More than a dozen unions in the Washington region rallied on Wednesday against a Montgomery County law aimed at the collective bargaining rights of the local police union.
Passed unanimously by the County Council last year, the law curtails certain bargaining rights that the Fraternal Order of Police Lodge 35 has held for decades. The law permits the union to bargain on traditional rights, such as wages and vacation time, but not on other aspects of a police officer’s job, such as something as seemingly small as checking e-mail.

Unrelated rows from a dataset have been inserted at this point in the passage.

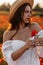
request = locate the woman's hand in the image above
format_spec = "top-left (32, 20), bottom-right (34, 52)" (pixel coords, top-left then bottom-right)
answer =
top-left (25, 40), bottom-right (35, 49)
top-left (34, 38), bottom-right (43, 46)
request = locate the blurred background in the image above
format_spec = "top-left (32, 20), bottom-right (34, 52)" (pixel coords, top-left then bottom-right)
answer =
top-left (0, 0), bottom-right (43, 65)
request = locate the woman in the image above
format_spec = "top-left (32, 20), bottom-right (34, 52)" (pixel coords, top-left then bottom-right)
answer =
top-left (2, 0), bottom-right (42, 65)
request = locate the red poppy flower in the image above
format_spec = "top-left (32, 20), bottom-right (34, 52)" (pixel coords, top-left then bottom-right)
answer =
top-left (31, 30), bottom-right (38, 37)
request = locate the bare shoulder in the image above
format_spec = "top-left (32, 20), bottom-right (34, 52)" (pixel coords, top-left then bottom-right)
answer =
top-left (3, 30), bottom-right (15, 42)
top-left (31, 22), bottom-right (41, 32)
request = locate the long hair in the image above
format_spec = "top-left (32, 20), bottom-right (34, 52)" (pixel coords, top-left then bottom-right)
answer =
top-left (9, 3), bottom-right (32, 31)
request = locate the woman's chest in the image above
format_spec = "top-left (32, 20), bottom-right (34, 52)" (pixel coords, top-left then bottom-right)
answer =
top-left (12, 30), bottom-right (31, 41)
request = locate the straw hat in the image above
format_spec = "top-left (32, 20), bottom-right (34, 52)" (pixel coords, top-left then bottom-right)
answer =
top-left (9, 0), bottom-right (33, 21)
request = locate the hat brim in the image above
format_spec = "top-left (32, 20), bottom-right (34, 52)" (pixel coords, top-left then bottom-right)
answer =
top-left (9, 0), bottom-right (33, 21)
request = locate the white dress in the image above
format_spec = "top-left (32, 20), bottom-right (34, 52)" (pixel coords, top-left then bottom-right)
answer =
top-left (2, 30), bottom-right (43, 65)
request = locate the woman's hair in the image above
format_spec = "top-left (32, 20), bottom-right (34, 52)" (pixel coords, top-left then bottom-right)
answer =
top-left (9, 3), bottom-right (32, 30)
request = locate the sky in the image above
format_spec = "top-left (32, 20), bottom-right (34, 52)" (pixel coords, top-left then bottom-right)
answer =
top-left (0, 0), bottom-right (43, 8)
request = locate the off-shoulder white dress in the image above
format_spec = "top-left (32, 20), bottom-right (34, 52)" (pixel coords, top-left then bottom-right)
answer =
top-left (2, 30), bottom-right (43, 65)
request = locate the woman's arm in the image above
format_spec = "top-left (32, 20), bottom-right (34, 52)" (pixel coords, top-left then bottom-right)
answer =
top-left (11, 40), bottom-right (34, 60)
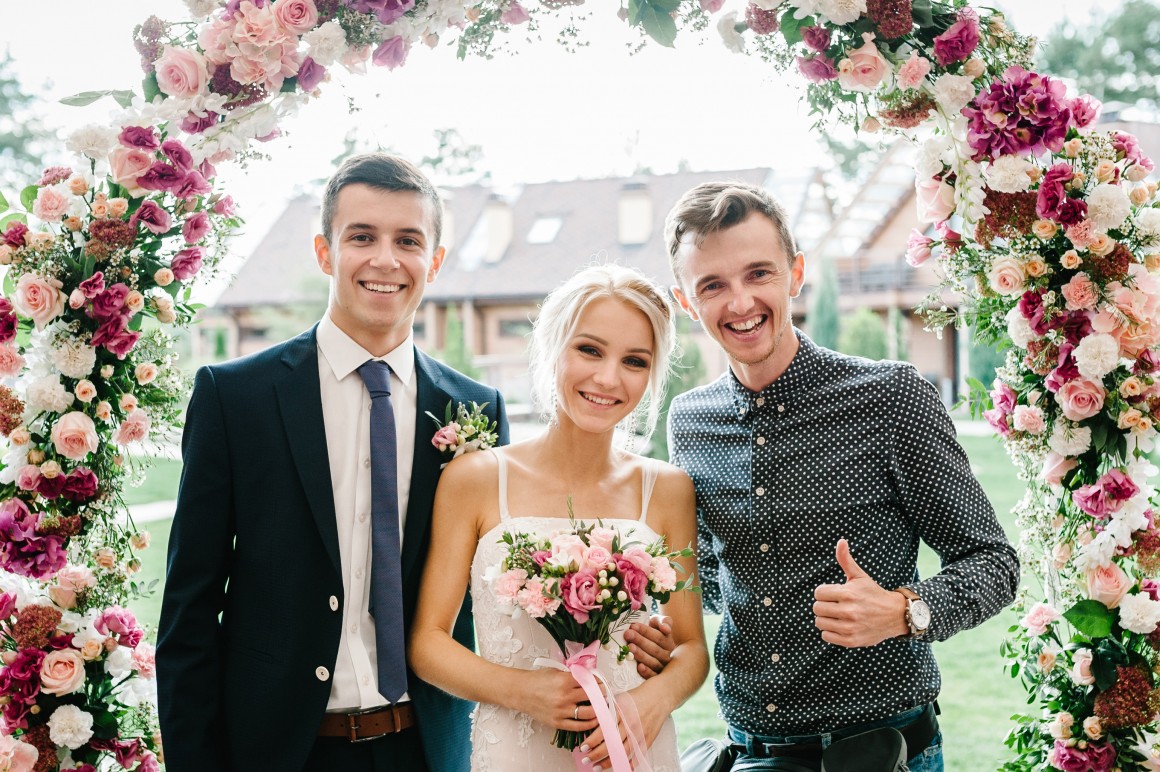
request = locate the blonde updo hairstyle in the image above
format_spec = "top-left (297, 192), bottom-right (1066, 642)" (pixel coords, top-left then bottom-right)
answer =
top-left (529, 264), bottom-right (676, 443)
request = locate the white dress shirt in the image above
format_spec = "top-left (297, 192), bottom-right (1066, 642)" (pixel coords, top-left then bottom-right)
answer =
top-left (318, 314), bottom-right (418, 711)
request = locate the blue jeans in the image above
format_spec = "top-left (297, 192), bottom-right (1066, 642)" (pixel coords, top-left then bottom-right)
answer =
top-left (728, 705), bottom-right (943, 772)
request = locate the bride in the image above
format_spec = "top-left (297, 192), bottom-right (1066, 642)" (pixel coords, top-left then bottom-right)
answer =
top-left (417, 265), bottom-right (709, 772)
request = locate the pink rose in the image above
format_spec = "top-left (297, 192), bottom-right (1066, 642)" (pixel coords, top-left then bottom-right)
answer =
top-left (13, 274), bottom-right (65, 329)
top-left (0, 735), bottom-right (41, 772)
top-left (1020, 603), bottom-right (1059, 635)
top-left (1039, 451), bottom-right (1080, 486)
top-left (1083, 563), bottom-right (1133, 609)
top-left (0, 344), bottom-right (24, 376)
top-left (838, 32), bottom-right (890, 92)
top-left (1071, 649), bottom-right (1095, 686)
top-left (52, 410), bottom-right (100, 461)
top-left (41, 649), bottom-right (85, 697)
top-left (1056, 378), bottom-right (1104, 421)
top-left (914, 177), bottom-right (955, 223)
top-left (114, 410), bottom-right (150, 445)
top-left (32, 185), bottom-right (68, 223)
top-left (560, 567), bottom-right (600, 625)
top-left (898, 51), bottom-right (930, 90)
top-left (153, 45), bottom-right (208, 97)
top-left (274, 0), bottom-right (318, 35)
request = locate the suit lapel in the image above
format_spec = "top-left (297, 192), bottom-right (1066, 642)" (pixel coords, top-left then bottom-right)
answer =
top-left (403, 349), bottom-right (451, 584)
top-left (276, 326), bottom-right (342, 574)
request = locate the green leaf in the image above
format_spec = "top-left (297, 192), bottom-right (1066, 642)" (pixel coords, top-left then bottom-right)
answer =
top-left (1064, 600), bottom-right (1112, 638)
top-left (20, 185), bottom-right (39, 212)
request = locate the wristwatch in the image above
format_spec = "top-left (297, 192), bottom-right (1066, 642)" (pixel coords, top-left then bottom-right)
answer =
top-left (894, 587), bottom-right (930, 638)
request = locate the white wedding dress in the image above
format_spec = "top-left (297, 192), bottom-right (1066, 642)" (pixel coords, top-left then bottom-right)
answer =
top-left (471, 453), bottom-right (681, 772)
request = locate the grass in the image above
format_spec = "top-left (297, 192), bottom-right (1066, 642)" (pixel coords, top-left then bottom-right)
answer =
top-left (125, 428), bottom-right (1025, 772)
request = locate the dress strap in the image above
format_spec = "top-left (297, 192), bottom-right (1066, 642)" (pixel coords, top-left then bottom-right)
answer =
top-left (492, 451), bottom-right (512, 523)
top-left (640, 458), bottom-right (660, 523)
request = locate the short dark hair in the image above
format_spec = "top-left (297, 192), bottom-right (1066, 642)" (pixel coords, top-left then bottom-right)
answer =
top-left (322, 153), bottom-right (443, 243)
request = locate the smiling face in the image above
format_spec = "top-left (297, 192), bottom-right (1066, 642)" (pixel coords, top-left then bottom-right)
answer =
top-left (314, 183), bottom-right (444, 356)
top-left (673, 212), bottom-right (805, 391)
top-left (556, 298), bottom-right (654, 434)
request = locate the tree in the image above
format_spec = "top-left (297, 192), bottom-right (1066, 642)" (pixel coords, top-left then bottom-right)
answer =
top-left (1037, 0), bottom-right (1160, 110)
top-left (806, 258), bottom-right (841, 349)
top-left (838, 307), bottom-right (886, 359)
top-left (435, 305), bottom-right (483, 379)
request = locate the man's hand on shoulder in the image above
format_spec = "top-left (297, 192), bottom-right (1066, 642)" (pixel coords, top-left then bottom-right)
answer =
top-left (624, 616), bottom-right (676, 679)
top-left (813, 539), bottom-right (909, 648)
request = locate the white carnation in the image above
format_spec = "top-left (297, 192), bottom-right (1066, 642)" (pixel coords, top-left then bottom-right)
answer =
top-left (52, 338), bottom-right (96, 379)
top-left (302, 20), bottom-right (347, 67)
top-left (1072, 333), bottom-right (1119, 380)
top-left (1007, 306), bottom-right (1039, 349)
top-left (27, 376), bottom-right (73, 413)
top-left (1047, 418), bottom-right (1092, 457)
top-left (65, 125), bottom-right (117, 161)
top-left (1087, 182), bottom-right (1132, 232)
top-left (818, 0), bottom-right (867, 24)
top-left (49, 705), bottom-right (93, 750)
top-left (935, 74), bottom-right (974, 115)
top-left (987, 155), bottom-right (1032, 192)
top-left (717, 10), bottom-right (745, 53)
top-left (1119, 592), bottom-right (1160, 635)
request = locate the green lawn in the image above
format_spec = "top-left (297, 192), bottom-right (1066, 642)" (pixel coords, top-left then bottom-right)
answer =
top-left (126, 428), bottom-right (1025, 772)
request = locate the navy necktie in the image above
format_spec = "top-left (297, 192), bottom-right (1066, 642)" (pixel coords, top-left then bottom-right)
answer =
top-left (358, 359), bottom-right (407, 702)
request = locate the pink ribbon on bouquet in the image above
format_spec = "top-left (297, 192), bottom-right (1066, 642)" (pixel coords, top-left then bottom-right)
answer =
top-left (535, 641), bottom-right (652, 772)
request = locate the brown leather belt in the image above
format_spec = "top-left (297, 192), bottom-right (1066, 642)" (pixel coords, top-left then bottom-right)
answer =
top-left (318, 702), bottom-right (415, 743)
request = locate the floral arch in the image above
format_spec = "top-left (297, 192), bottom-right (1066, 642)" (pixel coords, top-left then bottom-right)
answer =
top-left (0, 0), bottom-right (1160, 772)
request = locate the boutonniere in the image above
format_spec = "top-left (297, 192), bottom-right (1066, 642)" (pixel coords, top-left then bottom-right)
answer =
top-left (427, 402), bottom-right (499, 465)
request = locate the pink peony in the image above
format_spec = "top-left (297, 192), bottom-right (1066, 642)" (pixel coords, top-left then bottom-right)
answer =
top-left (52, 410), bottom-right (100, 461)
top-left (560, 568), bottom-right (600, 625)
top-left (1020, 603), bottom-right (1059, 635)
top-left (1056, 378), bottom-right (1105, 421)
top-left (13, 274), bottom-right (66, 329)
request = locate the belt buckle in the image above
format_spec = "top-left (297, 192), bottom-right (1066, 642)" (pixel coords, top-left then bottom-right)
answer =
top-left (346, 705), bottom-right (398, 743)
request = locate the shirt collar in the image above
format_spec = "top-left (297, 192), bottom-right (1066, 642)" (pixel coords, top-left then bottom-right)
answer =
top-left (728, 327), bottom-right (825, 420)
top-left (317, 313), bottom-right (415, 386)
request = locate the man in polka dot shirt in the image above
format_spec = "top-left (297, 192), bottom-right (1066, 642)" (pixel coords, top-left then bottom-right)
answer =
top-left (666, 183), bottom-right (1018, 772)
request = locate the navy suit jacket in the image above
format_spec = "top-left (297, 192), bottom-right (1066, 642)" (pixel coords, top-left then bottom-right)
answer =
top-left (157, 328), bottom-right (508, 772)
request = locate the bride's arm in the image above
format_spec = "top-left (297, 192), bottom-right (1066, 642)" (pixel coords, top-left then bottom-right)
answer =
top-left (587, 467), bottom-right (709, 769)
top-left (407, 453), bottom-right (596, 731)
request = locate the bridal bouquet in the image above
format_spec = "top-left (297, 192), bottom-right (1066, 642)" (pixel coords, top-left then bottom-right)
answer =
top-left (493, 510), bottom-right (698, 749)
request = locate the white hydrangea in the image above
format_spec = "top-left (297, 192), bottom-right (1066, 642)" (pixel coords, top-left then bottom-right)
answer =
top-left (1119, 592), bottom-right (1160, 635)
top-left (818, 0), bottom-right (867, 24)
top-left (987, 155), bottom-right (1034, 192)
top-left (934, 73), bottom-right (974, 115)
top-left (65, 125), bottom-right (117, 161)
top-left (49, 705), bottom-right (93, 750)
top-left (302, 20), bottom-right (347, 67)
top-left (52, 337), bottom-right (96, 379)
top-left (1007, 306), bottom-right (1039, 349)
top-left (1047, 418), bottom-right (1092, 457)
top-left (1087, 182), bottom-right (1132, 232)
top-left (26, 376), bottom-right (73, 413)
top-left (1072, 333), bottom-right (1119, 380)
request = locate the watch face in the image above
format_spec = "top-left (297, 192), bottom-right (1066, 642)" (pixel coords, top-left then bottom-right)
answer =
top-left (911, 600), bottom-right (930, 631)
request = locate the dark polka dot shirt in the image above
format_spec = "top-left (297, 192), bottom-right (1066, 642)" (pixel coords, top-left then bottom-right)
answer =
top-left (669, 332), bottom-right (1018, 737)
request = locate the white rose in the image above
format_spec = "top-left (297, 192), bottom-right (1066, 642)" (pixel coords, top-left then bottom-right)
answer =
top-left (1072, 333), bottom-right (1119, 380)
top-left (1119, 592), bottom-right (1160, 635)
top-left (1047, 418), bottom-right (1092, 457)
top-left (935, 74), bottom-right (974, 115)
top-left (1087, 182), bottom-right (1132, 233)
top-left (49, 705), bottom-right (93, 750)
top-left (987, 155), bottom-right (1034, 192)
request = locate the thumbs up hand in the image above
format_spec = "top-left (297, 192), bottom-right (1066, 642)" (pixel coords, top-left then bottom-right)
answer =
top-left (813, 539), bottom-right (909, 648)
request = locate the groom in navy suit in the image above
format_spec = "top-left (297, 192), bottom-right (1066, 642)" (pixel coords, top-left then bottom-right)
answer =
top-left (158, 154), bottom-right (508, 772)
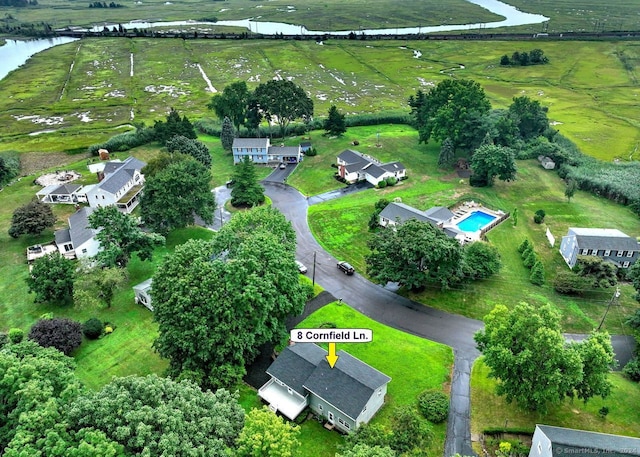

County officials said the additional rights hamstrung police officials. Union officials say the rights protect police officers from arbitrary and potentially harmful decisions by management. Using a petition with nearly 35,000 signatures, the union successfully put the law to a referendum. Now, county officials are urging residents on their Web site to uphold the law.
At a news conference in a Gaithersburg hotel Wednesday, leaders from several FOP branches across Maryland, as well as Montgomery’s government workers union, the District’s teachers union, the private service workers union UNITE HERE and others decried the County Council and County Executive Isiah Leggett (D) for supporting the law.
“An injury to the FOP is an injury to organized labor, and we will not tolerate it,” said Joslyn Williams, president of the Metropolitan Washington Council, AFL-CIO, whose remarks prompted to a standing ovation by union members.
In response, county spokesman Patrick Lacefield said that unions often support each other, adding, “I’m surprised there weren’t more.” He said that some police union members have reached out to county officials to support the law, but he declined to give names of these members and to set up interviews with them.
In recent weeks, the vast majority of Democratic and Republican precinct officials have indicated their support for the law. But several elected officials attended Wednesday’s press conference to express their dissent.
“My fear is that this is just the start,” said Del. Charles E. Barkley (D-Montgomery) at the press conference. “I think that this is the start, that this is going to lead to getting rid of some collective bargaining rights that [other unions] may have.”
County officials have said they are friendly to labor and respect collective bargaining rights. Lacefield added that that he’s not concerned by the opposition. “It’s a free country,” he said.